Working with high-frequency market data: Data integrity and cleaning (Part 1)

Working with high-frequency market data: Data integrity and cleaning (Part 1)

This is Part 1 of a multi-part series on using high-frequency market data by Databento . We'll cover topics such as data integrity and cleaning, and also basic concepts like timestamping, resolution and subsampling, and more.

High-frequency market data here broadly refers to any full order book data (sometimes called "L3"), market depth (also called "L2"), and tick data (sometimes called "last sale"). Because these terms tend to be used interchangeably without clear convention, we'll refer to these as "MBO", "MBP", and "tick-by-tick trades" respectively.


Background

We'll start with a hot take: You should not be cleaning your market data.

Much of the public literature on market data cleaning and data integrity seems to cite prior work by Olsen and Associates's crew, who published their approach on "adaptive data cleaning" in An Introduction to High Frequency Finance (2001).

One of the top Google search results on "cleaning tick data" yields an article titled "Working with High-Frequency Tick Data", which suggests to remove outliers and cites outdated practices on Brownlees and Gallo (2006). This paper, in turn, cites Falkenberry's white paper (2002) for tickdata.com, which recurses back to Gen?ay, Dacorogna, Muller, Pictet and Olsen. Later publications as recent as 2010 still refer to these methods.

While these approaches make sense from an academic angle, they're different from best practices in actual trading environments.

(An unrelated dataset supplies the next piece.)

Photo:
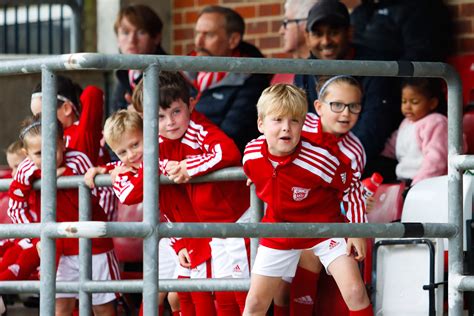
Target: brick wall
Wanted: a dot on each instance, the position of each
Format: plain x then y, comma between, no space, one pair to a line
263,20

What these adaptive trading filters often consider to be "outliers" are false positives—examples of true trading activity that we want to keep. We'll suggest some better ways of handling this.

True trading behavior: SPY on NYSE National's prop feed. Outliers and large dislocaitons in BBO are commonplace even on widely-traded symbols on less liquid venues. Extracted from Databento Equities Basic.
Another example of true behavior: AAPL on NYSE National's prop feed. The BBO fluctuates with a different, more deterministic pattern. Extracted from Databento Equities Basic.


Modern market data infrastructure

To understand why it's usually unnecessary to clean market data these days, it's important to know a few things about modern market data infrastructure:

  1. Raw feeds and direct connectivity are usually overprovisioned to the point that you rarely have packet loss if your infrastructure is set up properly downstream of the venue handoff.
  2. Modern feeds and matching engines are usually well-designed enough nowadays that the days of spurious prints are long gone. Most of the academic literature and white papers on cleaning tick data and real-time filters for tick data errors are based on behavior of older iterations of the SIPs and matching engines.
  3. The widespread adoption of electronic trading in the last two decades has mostly squashed the existence of tick data anomalies. Any sort of bug in the raw feeds invite microstructural exploits quickly get reported away. Participants scrutinize any edge cases, matching scenarios, sequencing and timestamping issues very thoroughly so they're actually uncommon.
  4. Many trading venues use white-labeled versions of more mature trading platforms from larger market operators like Nasdaq (e.g. J-GATE), Deutsche B?rse, Currenex, etc. So pricing data errors from poorly-implemented matching engines have become much less uncommon.
  5. Checksumming and other practices are usually in place to prevent silent bit rot and other physical events that can actually cause price anomalies.

Exceptions

That said, there are exceptions where it's important to scrub and clean your market data:

  • If you're using a data redistributor that provides a very lossy normalized feed or is known to mutate the raw data silently, the benefits of scrubbing the data could exceed the downsides.
  • If you're primarily trading in OTC, open outcry or auction markets or more exotic trading venues with outdated infrastructure (e.g. a UDP unicast feed with no recovery mechanism), perhaps it's still important to clean the data.
  • If you're using non-pricing data which requires manual data entry or scraping, such as financial statements, SEC filings, corporate actions, etc., it is often better to scrub the data and preprocess it upstream of your application logic so you don't have code repetition.
  • If you're using low-resolution market data from a redistributor with an opaque process for subsampling. This can be prone to errors introduced by the vendor, that are otherwise not present on the direct feeds.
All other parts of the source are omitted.